After examining 1500 sunspots they found that the average strength of the magnetic field of the sunspots has dropped by almost 40 percent in recent years. The reasons for the decline are unknown, but Penn and Livingston predict only half of the normal sunspots may appear on the surface of the Sun by 2021. Below that strength the formation of sunspots becomes almost impossible. More sunspots correlate with more global warming, fewer sunspots over a long period means prolonged cooling is likely.
Other Experts Confirm Fears
Backing up the claims is Australian Geophysicist, Phil Chapman, a former NASA astronaut. Chapman confirms the historic correlation of sunspots to global temperatures and points to the dearth of sunspots since 2007 as the reason why the world has since cooled by about 0.7C.
Writer, Alan Caruba (September 21, 2010) probes the story further after a June 14 article published in the New Scientist by Stuart Clark.

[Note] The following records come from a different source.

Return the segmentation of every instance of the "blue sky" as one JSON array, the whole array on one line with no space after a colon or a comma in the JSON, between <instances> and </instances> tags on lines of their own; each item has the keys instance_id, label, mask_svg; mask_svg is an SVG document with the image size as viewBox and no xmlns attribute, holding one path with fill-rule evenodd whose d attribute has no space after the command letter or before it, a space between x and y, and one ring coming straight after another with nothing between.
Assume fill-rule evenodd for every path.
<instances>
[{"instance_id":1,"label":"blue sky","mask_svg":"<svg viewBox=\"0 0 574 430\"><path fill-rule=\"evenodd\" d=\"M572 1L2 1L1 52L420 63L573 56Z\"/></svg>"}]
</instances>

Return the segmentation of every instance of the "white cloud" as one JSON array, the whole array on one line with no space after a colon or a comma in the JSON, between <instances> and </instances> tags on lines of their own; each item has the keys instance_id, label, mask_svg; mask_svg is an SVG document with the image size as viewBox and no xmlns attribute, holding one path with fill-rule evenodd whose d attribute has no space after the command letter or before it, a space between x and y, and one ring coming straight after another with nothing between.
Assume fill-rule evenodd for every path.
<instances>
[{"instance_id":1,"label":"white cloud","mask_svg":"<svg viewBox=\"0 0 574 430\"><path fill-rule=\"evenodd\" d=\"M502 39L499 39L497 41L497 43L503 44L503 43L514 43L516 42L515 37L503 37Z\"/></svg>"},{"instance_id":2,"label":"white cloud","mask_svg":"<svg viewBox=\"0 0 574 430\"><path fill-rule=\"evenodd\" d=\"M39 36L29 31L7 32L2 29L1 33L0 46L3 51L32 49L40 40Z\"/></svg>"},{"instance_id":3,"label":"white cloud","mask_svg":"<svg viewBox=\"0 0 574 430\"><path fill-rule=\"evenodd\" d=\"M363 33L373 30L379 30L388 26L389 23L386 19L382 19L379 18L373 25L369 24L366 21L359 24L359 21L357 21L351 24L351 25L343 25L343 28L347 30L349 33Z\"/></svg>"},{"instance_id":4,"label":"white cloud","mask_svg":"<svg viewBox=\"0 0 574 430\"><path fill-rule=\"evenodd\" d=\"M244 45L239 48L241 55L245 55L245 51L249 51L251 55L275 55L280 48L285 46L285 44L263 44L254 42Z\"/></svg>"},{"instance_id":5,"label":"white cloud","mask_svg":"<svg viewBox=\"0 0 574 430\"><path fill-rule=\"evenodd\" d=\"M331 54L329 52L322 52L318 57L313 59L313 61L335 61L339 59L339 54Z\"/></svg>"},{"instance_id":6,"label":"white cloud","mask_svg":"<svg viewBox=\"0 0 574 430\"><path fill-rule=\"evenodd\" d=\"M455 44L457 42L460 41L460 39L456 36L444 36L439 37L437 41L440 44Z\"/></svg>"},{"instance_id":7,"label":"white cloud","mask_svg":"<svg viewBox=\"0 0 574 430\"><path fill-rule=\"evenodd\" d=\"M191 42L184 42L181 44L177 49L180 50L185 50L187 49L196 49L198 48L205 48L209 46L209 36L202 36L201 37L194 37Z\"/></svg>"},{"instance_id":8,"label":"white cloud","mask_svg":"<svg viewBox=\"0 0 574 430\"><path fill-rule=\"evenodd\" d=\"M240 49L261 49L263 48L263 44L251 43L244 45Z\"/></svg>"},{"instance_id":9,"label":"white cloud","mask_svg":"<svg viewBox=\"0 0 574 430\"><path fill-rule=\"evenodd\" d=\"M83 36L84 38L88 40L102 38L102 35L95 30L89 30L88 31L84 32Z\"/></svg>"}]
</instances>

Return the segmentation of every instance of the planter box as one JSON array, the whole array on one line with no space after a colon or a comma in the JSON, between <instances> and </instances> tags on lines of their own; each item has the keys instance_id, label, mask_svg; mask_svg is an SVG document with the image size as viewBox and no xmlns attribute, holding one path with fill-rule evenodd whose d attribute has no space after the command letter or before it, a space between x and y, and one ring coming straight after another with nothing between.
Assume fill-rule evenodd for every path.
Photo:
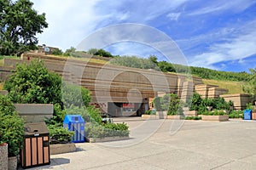
<instances>
[{"instance_id":1,"label":"planter box","mask_svg":"<svg viewBox=\"0 0 256 170\"><path fill-rule=\"evenodd\" d=\"M252 120L255 120L256 121L256 112L253 112L252 113Z\"/></svg>"},{"instance_id":2,"label":"planter box","mask_svg":"<svg viewBox=\"0 0 256 170\"><path fill-rule=\"evenodd\" d=\"M144 118L144 119L157 119L158 116L156 116L156 115L142 115L142 118Z\"/></svg>"},{"instance_id":3,"label":"planter box","mask_svg":"<svg viewBox=\"0 0 256 170\"><path fill-rule=\"evenodd\" d=\"M105 138L86 138L86 140L90 143L96 143L96 142L125 140L129 139L130 139L129 136L113 136L113 137L105 137Z\"/></svg>"},{"instance_id":4,"label":"planter box","mask_svg":"<svg viewBox=\"0 0 256 170\"><path fill-rule=\"evenodd\" d=\"M197 110L189 110L187 112L187 114L185 115L186 116L197 116Z\"/></svg>"},{"instance_id":5,"label":"planter box","mask_svg":"<svg viewBox=\"0 0 256 170\"><path fill-rule=\"evenodd\" d=\"M224 122L229 120L228 115L223 115L223 116L207 116L202 115L201 116L202 121L218 121L218 122Z\"/></svg>"},{"instance_id":6,"label":"planter box","mask_svg":"<svg viewBox=\"0 0 256 170\"><path fill-rule=\"evenodd\" d=\"M8 157L8 170L16 170L17 163L18 163L17 156Z\"/></svg>"},{"instance_id":7,"label":"planter box","mask_svg":"<svg viewBox=\"0 0 256 170\"><path fill-rule=\"evenodd\" d=\"M172 120L179 120L181 118L180 115L167 115L166 119L172 119Z\"/></svg>"},{"instance_id":8,"label":"planter box","mask_svg":"<svg viewBox=\"0 0 256 170\"><path fill-rule=\"evenodd\" d=\"M8 144L0 144L0 169L8 169Z\"/></svg>"},{"instance_id":9,"label":"planter box","mask_svg":"<svg viewBox=\"0 0 256 170\"><path fill-rule=\"evenodd\" d=\"M49 144L50 155L63 154L73 151L76 151L76 144L74 143Z\"/></svg>"},{"instance_id":10,"label":"planter box","mask_svg":"<svg viewBox=\"0 0 256 170\"><path fill-rule=\"evenodd\" d=\"M167 116L167 111L156 111L155 115L159 119L166 119Z\"/></svg>"}]
</instances>

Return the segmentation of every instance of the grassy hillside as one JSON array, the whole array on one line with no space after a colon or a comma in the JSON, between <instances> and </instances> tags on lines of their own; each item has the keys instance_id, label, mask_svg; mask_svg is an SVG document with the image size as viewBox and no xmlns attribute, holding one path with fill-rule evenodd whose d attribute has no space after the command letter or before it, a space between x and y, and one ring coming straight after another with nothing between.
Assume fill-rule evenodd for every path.
<instances>
[{"instance_id":1,"label":"grassy hillside","mask_svg":"<svg viewBox=\"0 0 256 170\"><path fill-rule=\"evenodd\" d=\"M229 90L229 94L243 94L242 82L208 80L208 79L202 79L202 81L205 84L217 85L219 88L226 88Z\"/></svg>"},{"instance_id":2,"label":"grassy hillside","mask_svg":"<svg viewBox=\"0 0 256 170\"><path fill-rule=\"evenodd\" d=\"M3 82L0 82L0 90L3 90Z\"/></svg>"}]
</instances>

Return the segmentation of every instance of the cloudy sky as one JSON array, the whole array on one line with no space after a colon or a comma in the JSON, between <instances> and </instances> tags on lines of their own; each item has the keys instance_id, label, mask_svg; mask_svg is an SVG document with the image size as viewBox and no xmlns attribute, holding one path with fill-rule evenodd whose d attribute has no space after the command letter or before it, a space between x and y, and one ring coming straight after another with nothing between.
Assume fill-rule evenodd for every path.
<instances>
[{"instance_id":1,"label":"cloudy sky","mask_svg":"<svg viewBox=\"0 0 256 170\"><path fill-rule=\"evenodd\" d=\"M229 71L248 71L249 68L256 68L256 0L32 2L39 14L46 14L49 23L49 27L38 35L39 44L65 51L70 47L78 47L84 38L98 33L101 29L134 23L150 26L173 40L189 65ZM122 31L104 36L113 37L118 32ZM158 41L155 34L144 31L140 33L150 37L147 41ZM129 34L134 38L140 37L131 31ZM113 54L143 57L156 54L160 60L165 60L159 49L148 44L125 39L117 41L104 49Z\"/></svg>"}]
</instances>

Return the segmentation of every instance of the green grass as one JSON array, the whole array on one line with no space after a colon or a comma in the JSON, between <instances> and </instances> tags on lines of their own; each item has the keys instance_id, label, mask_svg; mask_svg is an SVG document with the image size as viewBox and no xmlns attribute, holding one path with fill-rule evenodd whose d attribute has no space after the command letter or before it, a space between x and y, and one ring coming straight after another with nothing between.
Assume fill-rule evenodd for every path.
<instances>
[{"instance_id":1,"label":"green grass","mask_svg":"<svg viewBox=\"0 0 256 170\"><path fill-rule=\"evenodd\" d=\"M5 55L0 55L0 66L3 66L3 59L4 59L4 58L9 58L9 59L15 59L15 60L20 59L20 57L17 57L17 56L5 56Z\"/></svg>"},{"instance_id":2,"label":"green grass","mask_svg":"<svg viewBox=\"0 0 256 170\"><path fill-rule=\"evenodd\" d=\"M202 79L204 84L217 85L221 88L229 90L228 94L243 94L242 82L221 81L221 80L208 80Z\"/></svg>"},{"instance_id":3,"label":"green grass","mask_svg":"<svg viewBox=\"0 0 256 170\"><path fill-rule=\"evenodd\" d=\"M3 90L3 82L0 82L0 90Z\"/></svg>"}]
</instances>

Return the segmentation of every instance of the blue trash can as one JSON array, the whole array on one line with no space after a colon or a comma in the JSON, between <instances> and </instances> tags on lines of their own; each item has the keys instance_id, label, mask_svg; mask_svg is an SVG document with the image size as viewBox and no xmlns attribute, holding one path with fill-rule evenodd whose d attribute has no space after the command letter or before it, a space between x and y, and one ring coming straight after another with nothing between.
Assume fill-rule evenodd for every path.
<instances>
[{"instance_id":1,"label":"blue trash can","mask_svg":"<svg viewBox=\"0 0 256 170\"><path fill-rule=\"evenodd\" d=\"M63 127L69 131L73 131L72 142L79 143L85 141L85 122L80 115L66 115L63 121Z\"/></svg>"},{"instance_id":2,"label":"blue trash can","mask_svg":"<svg viewBox=\"0 0 256 170\"><path fill-rule=\"evenodd\" d=\"M243 111L244 120L252 120L252 110L247 109Z\"/></svg>"}]
</instances>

Caruba reports that Clark, “ raised the question of why and where the sunspots of gone. Noting that they ebb and flow in cycles lasting about eleven years, Stuart said, “But for the last two years, the sunspots have mostly been missing. Their absence, the most prolonged in nearly 100 years, has taken even seasoned sun watchers by surprise.””
Return to another Little Ice Age or Worse?
The last time sunspots disappeared altogether, during the Maunder Minimum (about 1645 to 1715), our planet descended into a lengthy period of cooling known as the Little Ice Age.
Prior to that an even more cataclysmic cooling event, known as the Younger Dryas happened 12,000 years ago. That sudden event plunged temperatures in the North Atlantic region to about 5°C colder and lasted for 1000-year duration.
Global Cooling Impacts Being Felt Now
Last year in the northern hemisphere, Britain suffered one of the worst winters in 100 years. While in the U.S. the National Weather Service (NWS) reported that the bitterly cold winter broke numerous temperature and snow extent records with 2010 seeing the 4th coldest February on record. New York and much of the U.S. Northeast was pumeled by record snow falls that deposited about 60cm (2 feet) of snow in NYC alone.
Worst Snow Falls Since 1970’s
Rutgers University Global Snow Lab also confirms that the 2010 Northern Hemisphere winter snow extent was the second highest on record, at 52,166,840 km2 and second only to February, 1978 which was slightly higher at 53,647,305 km2.
Indeed, it was in the 1970s, when climatologists were worried about the onset of an ice age, that we were warned of the ‘The Cooling World’ (Newsweek, April 28, 1975). Meanwhile Anna Petherick reporting for Nature.com ( August 27, 2010) shows that a brutal northern winter has been followed in the southern hemisphere by a viciously cold winter with an Antarctic chill killing millions of aquatic animals in the Amazon.
So will we see more scientists return to predicting global cooling due to changes in our sun?